Paul Newson, Head of Advisory at Senet and Peter Cohen, former Chief Executive Officer of the Victorian Commission for Gambling Regulation, says it is unlikely that the Australian federal government will change its stance on live betting soon.
According to the two experts, in-play wagering is still used as a topic that politicians can score points on. And if nothing changes, Australian punters will continue to place live wagers at offshore betting sites.

Problem Gambling Sustains the Ban on In-Play Betting

A good reason why the ban on in-play betting has been around for so long is problem gambling. People believe that if online live betting were to become legal, the number of punters with gambling addictions would skyrocket.

However, this claim has never been backed by actual data. Moreover, it seems legalizing in-play betting will reduce compulsive betting instead of increase it.

Newson agrees with this statement and says that problem gambling has been at a static and relatively modest level for the last 15 years in NSW. He insisted that this doesn’t mean the issue should be dismissed as it is quite severe, but with the right policies put in place, problem gambling can be even further reduced.

In his statement, Newson says: “It’s a very serious issue, and the appropriate policy initiatives do need to be in place and improved over time to embrace technology. But when you have player accounts, there is much more sophistication available to interrogate that information.”

Faulty Online Sports Betting Legislation

Director of the Agenda Group and former CEO of the Victorian Commission for Gambling Regulation, Peter Cohen, shares Newson’s pessimism on in-play betting becoming legal for online punters.

Cohen says that a political stalemate has been reached in Australia with the ban on in-play betting, and for that reason, reversing the ban is something that he thinks is unlikely to happen.

He says that the interactive player protection model of the late 90s would have regulated all forms of sports betting and gambling in Australia and would have been an excellent legal framework.

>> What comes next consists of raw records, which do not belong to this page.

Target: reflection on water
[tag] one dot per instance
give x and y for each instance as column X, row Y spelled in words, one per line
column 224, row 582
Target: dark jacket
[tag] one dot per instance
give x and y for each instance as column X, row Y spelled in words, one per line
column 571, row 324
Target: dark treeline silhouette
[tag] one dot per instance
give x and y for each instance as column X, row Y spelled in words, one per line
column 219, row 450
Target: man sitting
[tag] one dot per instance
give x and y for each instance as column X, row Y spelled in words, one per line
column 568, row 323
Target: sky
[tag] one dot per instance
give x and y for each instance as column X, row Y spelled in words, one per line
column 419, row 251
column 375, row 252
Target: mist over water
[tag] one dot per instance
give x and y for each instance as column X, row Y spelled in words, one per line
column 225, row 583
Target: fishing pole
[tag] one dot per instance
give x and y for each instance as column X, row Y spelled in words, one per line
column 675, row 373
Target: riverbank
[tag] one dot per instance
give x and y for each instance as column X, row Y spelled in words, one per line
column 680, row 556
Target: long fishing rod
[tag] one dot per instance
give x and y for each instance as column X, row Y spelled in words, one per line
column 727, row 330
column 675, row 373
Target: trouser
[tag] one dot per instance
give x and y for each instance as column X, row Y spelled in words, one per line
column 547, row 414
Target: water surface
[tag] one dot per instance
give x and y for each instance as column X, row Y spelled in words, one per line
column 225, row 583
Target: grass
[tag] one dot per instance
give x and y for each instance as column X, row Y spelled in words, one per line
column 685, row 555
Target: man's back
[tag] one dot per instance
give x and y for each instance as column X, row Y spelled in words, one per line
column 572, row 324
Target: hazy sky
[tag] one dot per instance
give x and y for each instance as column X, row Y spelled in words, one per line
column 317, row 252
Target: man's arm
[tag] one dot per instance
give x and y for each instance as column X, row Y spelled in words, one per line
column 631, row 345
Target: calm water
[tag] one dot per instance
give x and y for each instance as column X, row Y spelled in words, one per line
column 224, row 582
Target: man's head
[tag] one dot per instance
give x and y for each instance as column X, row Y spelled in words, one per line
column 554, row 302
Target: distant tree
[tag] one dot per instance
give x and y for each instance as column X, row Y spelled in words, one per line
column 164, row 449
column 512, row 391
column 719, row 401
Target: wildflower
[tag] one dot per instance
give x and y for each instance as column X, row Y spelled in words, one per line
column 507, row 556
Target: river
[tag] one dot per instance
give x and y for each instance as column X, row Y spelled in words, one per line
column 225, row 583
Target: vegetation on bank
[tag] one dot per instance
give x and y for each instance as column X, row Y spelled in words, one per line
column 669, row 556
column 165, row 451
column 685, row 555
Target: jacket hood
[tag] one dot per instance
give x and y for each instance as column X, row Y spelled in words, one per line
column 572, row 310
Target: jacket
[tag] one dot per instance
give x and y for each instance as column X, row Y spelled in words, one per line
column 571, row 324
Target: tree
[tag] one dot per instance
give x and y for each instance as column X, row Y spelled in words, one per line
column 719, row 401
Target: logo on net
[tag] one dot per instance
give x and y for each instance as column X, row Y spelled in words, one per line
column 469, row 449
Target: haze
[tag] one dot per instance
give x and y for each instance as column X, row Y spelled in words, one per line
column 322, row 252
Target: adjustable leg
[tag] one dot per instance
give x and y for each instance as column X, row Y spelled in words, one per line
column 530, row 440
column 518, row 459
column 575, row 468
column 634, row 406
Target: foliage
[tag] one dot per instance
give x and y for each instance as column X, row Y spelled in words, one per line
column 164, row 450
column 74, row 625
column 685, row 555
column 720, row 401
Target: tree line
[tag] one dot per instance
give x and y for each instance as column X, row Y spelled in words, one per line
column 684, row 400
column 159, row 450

However, in 2001, the federal government decided to get involved and imposed the now-infamous ban on online sports betting.

Policymakers realized that their legislation outlawed all types and forms of online betting. So they came up with a compromise, which turned out to be a faulty solution. They decided to allow pre-match online betting but prohibited in-play wagering.

This created a sort of a Frankenstein online betting policy designed as a short-term measure but ended up being the norm. Even worse, seeing how the federal government doesn’t have control over the Senate, this legislation will probably stay in place for a very long time.

Peter Cohen agrees with this and says that even if the government tries to negotiate with the Senate, minor parties won’t be willing to use their political capital to advocate for legalizing in-play betting. He says that this issue is not on their list, and they prefer to focus on matters related to energy policy and security, not something that might paint them in a bad light.

Millennials Might Be the Game Changers for In-Play Betting

Jake Henson, COO of BetMakers Technology Group, agrees that the government is unlikely to draw up new interactive gaming legislation. However, he says that time-sensitive millennials might soon influence policymakers to legalize in-play betting.

Henson says that a two-hour field game is not an ideal product for a time-sensitive millennial. It is difficult to sit through and is not engaging enough. If millennials were given a chance to bet in-play, though, it’s easy to see how younger punters will be attracted to sports betting and sports in general.

Henson also suggests that this shift will likely happen when sporting codes push for the matter to be legalized. He says when they start to lose their audiences, and TV ratings begin to drop, it is likely that sporting codes such as the AFL and NRL will look to get their product closer to the new type of viewer.

That will make authorities feel more pressure to legalize in-play betting and look into this issue once again.